(a) A colony of P. damicornis. Polyps appear as brown dots covering the colony surface. (b) Under salinity stress, polyps from a small P. damicornis branch (0 h) are separated from each other through rupturing of the coenosarc tissue (11 h). Polyps are then ejected from the skeleton (11.5 h) resulting in the production of clonal micropropagates. (c) A settled P. damicornis micropropagate, 48 h following explantation. The polyp base is flattened against the glass surface. Extended tentacles (brown) indicate recovery from the stress experienced during the explantation process. Symbiotic algae (zooxanthellae) are visible as brown dots. (d) A coral micropropagate (white arrow) settled inside the coral-on-a-chip microfluidic device, held on a temperature-controlled microscope stage. Tubes attached to the microfluidic device allow the introduction of flow and the control of water chemistry during the experiment. (e) A P. damicornis micropropagate as seen by epi-fluorescence microscopy, based on the autofluorescence of the coral’s native GFP (green) and algal chlorophyll (red). Scale bars: (a,d) 1 cm; (b,c,e,f) 500 μm; (g,h) 20 μm.
Dr. Tim Wijgerde explains to Advanced Aquarist:
Scientists have succeeded in growing miniature corals on glass slides and keeping them alive in microscopic “aquaria“. By exposing small pieces of coral (Pocillopora damicornis) to high salinity, marine biologists triggered a response known as polyp bailout, during which the coral colony ejects its polyps into the surrounding water. These polyps are subsequently reattached to glass slides, and kept alive in a miniature flow-through aquarium with light and temperature control. This new coral-on-a-chip method, which has just been published in Nature Communications, allows scientists to study coral bleaching, growth and disease in unprecedented detail.

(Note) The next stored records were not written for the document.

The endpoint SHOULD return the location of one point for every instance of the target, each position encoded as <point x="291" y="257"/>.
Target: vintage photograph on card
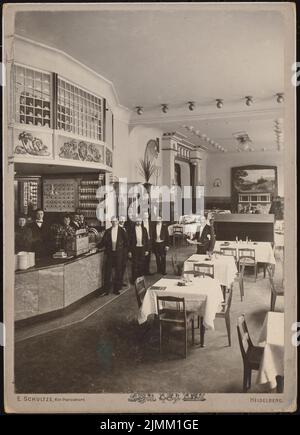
<point x="149" y="172"/>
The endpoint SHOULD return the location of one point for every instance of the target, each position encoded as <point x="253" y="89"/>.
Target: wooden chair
<point x="224" y="313"/>
<point x="231" y="252"/>
<point x="204" y="269"/>
<point x="251" y="354"/>
<point x="172" y="313"/>
<point x="140" y="290"/>
<point x="275" y="290"/>
<point x="247" y="257"/>
<point x="177" y="265"/>
<point x="177" y="234"/>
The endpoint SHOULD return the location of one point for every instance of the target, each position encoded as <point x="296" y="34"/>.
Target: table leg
<point x="202" y="332"/>
<point x="280" y="383"/>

Here’s a snapshot of how the innovative process works:
A branch tip fragmented from a healthy coral colony is micropropagated via a polyp-bail-out response by subjecting it to a gradual increase in salinity. Micropropagates are transferred to open microwells within a microfluidic channel and incubated under controlled light, flow and temperature conditions to induce settlement. Microscopic observation is facilitated by sealing the microwell with a glass coverslip and introduction of flow via silicon tubes connected to a syringe pump. Light intensity is controlled using the microscope’s transmitted illumination system. Temperature control may be provided using a stage incubator. The coral-on-a-chip platform allows maintaining live coral micropropagates on the microscope stage for extended time periods while precisely controlling the chemical and physical environment.